Though Barnes loved art as a child, Jim Crow laws prevented him from entering museums in his native North Carolina. Instead, he devoured the Western canon in books, and subsequently studied art at university. After a short but successful period as a professional footballer, he mounted his sell-out debut exhibition in 1966. While living in the Fairfax District of Los Angeles during the early 1970s, Barnes was struck by the well-documented rituals and customs of his predominantly Jewish neighbours, and realised that he and his own communities ‘were clueless that our own culture had value’ (E. Barnes, ibid.). Rendered in his distinctive Neo-Mannerist style, his paintings of dance halls, pool halls and other places beloved by his friends and family quickly became cultural icons, touring American museums as part of his landmark exhibition Beauty of the Ghetto between 1972 and 1979. His 1971 painting The Sugar Shack, notably, featured on the cover of Marvin Gaye’s album I Want You; elsewhere, musicians including The Crusaders and B. B. King—whose name also appears in the present painting—would include his artwork on their records.

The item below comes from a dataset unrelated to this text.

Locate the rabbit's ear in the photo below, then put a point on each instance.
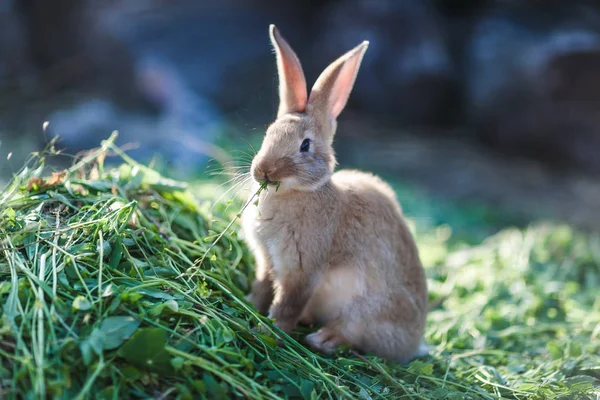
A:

Sports fascinated Barnes as a subject: in 1984, he became the official artist of the Olympic Games in Los Angeles. In the present painting, the artist pays minute attention to the physical posturing and micro-interactions of his protagonists: those gathered around the pool table are frozen in a state of amicable suspense, while the card players sit with hunched shoulders and poker faces, haunted by echoes of Bruegel, Caravaggio, Van Gogh and Cézanne. At the same time, however, Barnes’ painting is underpinned by a deeper layer of social commentary. For all its activity, close inspection of the scene reveals figures hidden in the shadows or lingering alone in corners: a man sits with hooded eyes behind the open bathroom door, while another—wounded on crutches—stands with his back to the viewer upon the balcony. Even those seemingly involved in the games, we realise, border on anonymity, their expressions obscured by smoke, hats and other devices. These communities, Barnes reminds us, were long invisible: while a sense of convivial leisure pervades the tableau, spectres of isolation and exclusion are never far away. In the dim halls of the pool club, untold narratives quietly step into the light.